Ele parabenizou Israel por suas relações emergentes com países árabes e muçulmanos sob acordos mediados pelos EUA, incluindo novos laços com o país africano Sudão, que Israel saudou como o início de uma "nova era" na região.


O ministro das Relações Exteriores, Gabi Ashkenazi, disse ao lado de Mkaka:

"Estou ansioso pela abertura de sua embaixada em breve e tenho certeza de que mais líderes africanos seguirão essa decisão".

A embaixada deve ser inaugurada no verão de 2021, disse o Ministério das Relações Exteriores.

Solicitado a confirmar a decisão da embaixada, Brian Banda, assessor do presidente do Malaui, Lazarus Chakwera, disse:

"Sim, está indo em frente, embaixada completa em Jerusalém".

O Malawi é um país de maioria cristão com 21 milhões de habitantes, mas não tem embaixada em Israel.

O embaixador não residente de Israel no Malaui, Oded Joseph, está baseado em Nairóbi, Quênia.

O Embaixador de Israel nas Nações Unidas, Gilad Erdan, elogiou o anúncio do Malaui. "Obrigado, Malaui, por reconhecer a verdade histórica de que Jerusalém é a capital eterna do povo judeu e do Estado de Israel", ele tuitou.

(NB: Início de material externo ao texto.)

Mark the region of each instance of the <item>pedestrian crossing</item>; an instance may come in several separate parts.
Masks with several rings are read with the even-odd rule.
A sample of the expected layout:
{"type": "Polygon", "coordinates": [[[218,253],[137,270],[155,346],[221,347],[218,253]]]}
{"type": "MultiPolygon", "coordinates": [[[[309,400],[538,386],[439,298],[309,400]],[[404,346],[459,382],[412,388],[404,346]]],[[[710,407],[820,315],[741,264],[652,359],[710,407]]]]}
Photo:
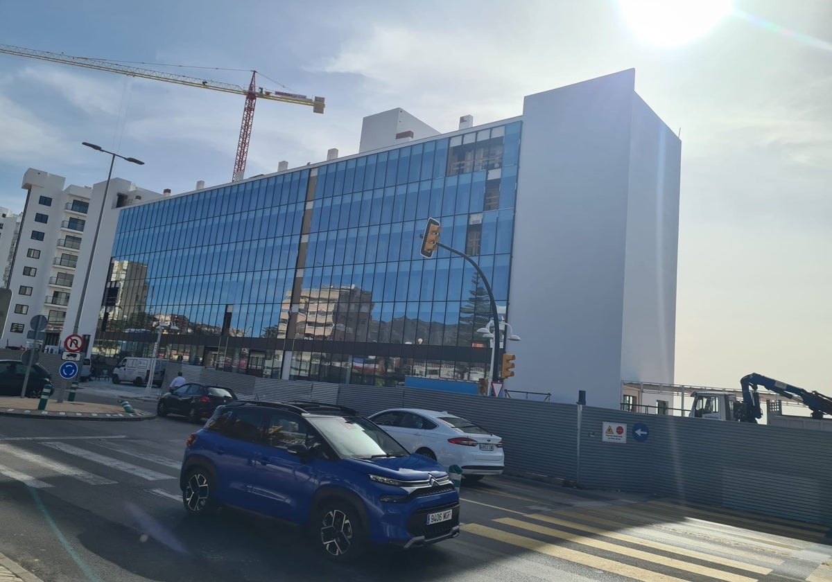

O presidente dos EUA, Donald Trump, que busca a reeleição na terça-feira, enfureceu os palestinos ao reconhecer Jerusalém como a capital de Israel no final de 2017.

Ele transferiu a embaixada dos EUA para lá no ano seguinte.

A Guatemala mudou sua embaixada para Jerusalém logo depois, e Honduras disse que pretende fazer o mesmo até o final de 2020.

O Brasil e a República Dominicana também estão considerando a mudança.